NOTE:  It is not always possible to reverse-engineer a login page. For example, JavaScript might process login field values prior to delivering the POST back to the application server, session values might be encoded in the form itself, or session values might be stored in the browser's session cookies.

This task is a step in Process of Creating Portal Agents.

To reverse-engineer a login page

  1. Navigate to the external application's login page and determine whether the external application uses authentication.

    For more information, see Defining Symbolic URLs.

  2. If the external application uses form-based authentication, then view the login page's HTML using your browser's view source command.
  3. Identify the form on the login page that asks for user credentials (the form might ask for other information as well) and identify the input fields in this form used to authenticate users.

    It is usually best to strip out all non-form lines of HTML and to isolate the <input> tags. That is, remove lines previous to <form ...> and after </form> and remove lines that are not part of the <input> tags.

  4. Determine whether the method attribute of the <form> tag is POST.

    If it is POST, then you must define the PostRequest command as an argument of the symbolic URL. For more information, see Defining Symbolic URL Arguments and PostRequest Command.

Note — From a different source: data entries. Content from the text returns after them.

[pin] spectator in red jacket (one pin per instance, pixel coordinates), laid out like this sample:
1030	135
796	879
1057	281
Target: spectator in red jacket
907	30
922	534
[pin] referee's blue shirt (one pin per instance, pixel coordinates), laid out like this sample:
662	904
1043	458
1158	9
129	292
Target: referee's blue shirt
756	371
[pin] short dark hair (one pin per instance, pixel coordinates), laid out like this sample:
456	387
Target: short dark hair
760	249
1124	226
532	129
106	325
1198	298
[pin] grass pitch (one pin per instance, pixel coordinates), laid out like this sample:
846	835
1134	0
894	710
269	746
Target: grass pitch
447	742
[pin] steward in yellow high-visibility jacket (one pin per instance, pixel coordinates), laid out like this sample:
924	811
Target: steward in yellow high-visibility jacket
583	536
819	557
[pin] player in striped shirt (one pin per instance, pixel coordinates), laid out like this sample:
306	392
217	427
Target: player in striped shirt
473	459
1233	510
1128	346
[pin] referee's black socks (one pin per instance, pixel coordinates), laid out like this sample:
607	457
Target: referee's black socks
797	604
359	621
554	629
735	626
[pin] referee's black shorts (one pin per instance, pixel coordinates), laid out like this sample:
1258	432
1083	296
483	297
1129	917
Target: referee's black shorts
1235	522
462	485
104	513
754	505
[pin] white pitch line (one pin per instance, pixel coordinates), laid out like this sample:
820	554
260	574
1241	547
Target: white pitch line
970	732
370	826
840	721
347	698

    If it is GET, then you do not have to define a symbolic URL command, because the default method of symbolic URLs is GET.

  5. Determine the target of the form's action attribute, which is usually specified as action="some string".

    If the target of the action attribute is an absolute URL, one that begins with http or a forward slash (/), then use this URL as the base of the Portal Agent.

    If it is a relative address, then you also have to determine where the root of the URL is defined. It could be defined relative to the URL of the login page itself (most common), in a <codebase> tag (rare) or in JavaScript (hard to determine).

    The target URL is defined using the Host Administration View and the Symbolic URL Administration view. For more information, see Defining the External Host and Defining Symbolic URLs.

  6. Determine any argument values defined in the target URL.

    These are the characters after the ? character. Usually, these are simple field-value constants. The exception is when a field or a value is a session identifier that is dynamically assigned by the external application server and is only valid for a period before it times out. In this case, it might not be possible to configure a Portal Agent. Define any argument values contained in the target URL as symbolic URL arguments. For more information, see Defining Symbolic URL Arguments.

  7. Identify each of the form's <input> tags and determine which ones are necessary to send to the external application for authentication.

    Often there are <input> tags in the form with a type attribute of hidden that are not evident when interacting with the application. Determining whether hidden fields are optional or required is often process of trial and error.

    Some <input> tags might not have values identified. Either these fields are awaiting input to be entered by the user (for example, login name or password) or they are hidden fields with no values.

    • If the input field is specific to the user (it asks for the user's login name and password), then you can use UserLoginId Command and UserLoginPassword Command commands to instruct the Portal Agent to retrieve the user's credentials from the user's My Logins view. For more information, see Defining End-User Login Credentials.
    • If there are hidden fields with no values, then, when you enter them as symbolic URL arguments, make sure that the Required Argument column is not checked. If it is checked, and the input field has no value, then the Portal Agent does not send this request to the target application server, because there is no value to put in its place.

      You define the input fields and values as symbolic URL arguments. For more information, see Defining Symbolic URL Arguments.

NOTE:  The Mozilla browser includes a page info command (^I) that analyzes forms on a page and displays the method, input fields, and so on.